Page 3 first originated in the tabloid newspaper in 1970 and ever since then has been a regular presence, boasting images of topless or scantily clad women.
However, earlier this week on Monday and Tuesday there was an absence of the usual large size picture fuelling rumours that the paper had finally decided to put the feature to rest.
Its absence proved to be short-lived as by Thursday, Page 3 was back under the title of “Clarifications and Corrections.”
The caption read “Further to recent reports in all other media outlets, we would like to clarify that on Page 3 of today’s Sun is a picture of Nicole, 22, from Bournemouth” accompanied by a topless image of a blonde haired girl winking to the camera.
The paper also commented on the rumours surrounding Page 3’s alleged demise, adding “we would like to apologise on behalf of the print and broadcast journalists who have spent the last two days talking and writing about us.”
This was taken a step further when the publication’s head of PR, Dylan Sharpe, tweeted the story directly to notable journalists such as Kay Burley, Steve Hewlett and Lucy Manning amongst others, as well as politician Harriet Harman, who was not involved in the story at all.
The paper came under a round of heavy fire in the media as well as amongst groups campaigning to get rid of Page 3.
No More Page 3 is a group established in 2012, which has gathered 230,000 signatories to their online petition on the issue.
It has also gained the support of a number of MPs and anti-sexism organisations backing their cause.
Speaking exclusively to The Student, Brenna Aston, No More Page 3 campaigner and a University of Edinburgh student, criticised The Sun: “Page 3 went, and then it came back again, all in the space of a week.

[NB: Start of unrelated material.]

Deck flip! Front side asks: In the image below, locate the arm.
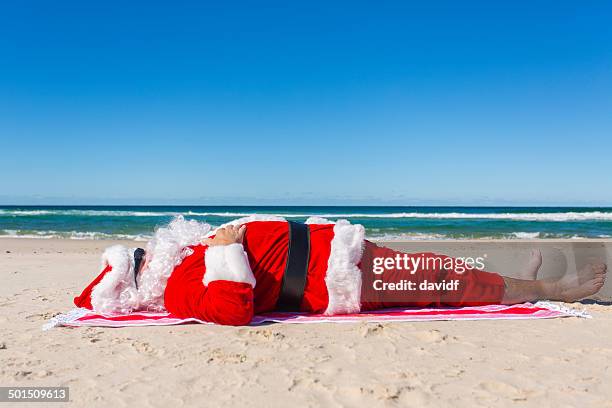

“We didn’t click the victory button and we didn’t pay for the party… I hate to break it to them, but we aren’t going anywhere.”
Kirsty Haigh is another University of Edinburgh student all too familiar with the publication.
Two years ago she led a successful campaign on campus to get the Edinburgh University Student Association (EUSA) to stop selling The Sun until they removed Page 3.
Talking to The Student, Haigh, former EUSA Vice President Services, said: “I think the No More Page 3 campaign has been very successful at getting people talking about how and why women are portrayed in media in such a sexist way.
“However, it’s clear that simply removing nipples from Page 3 is not changing the sexist culture that we live in.”
Eve Livingston, EUSA Vice President Societies and Activities, voiced similar sentiments: “The culture of misogyny extends far beyond page 3 of The Sun.
“We fight hard to combat misogyny on campus through our campaigns against sexual harassment, rape culture and other women’s liberation issues.
“As long as women remain subordinated and discriminated against that work will always remain a priority.”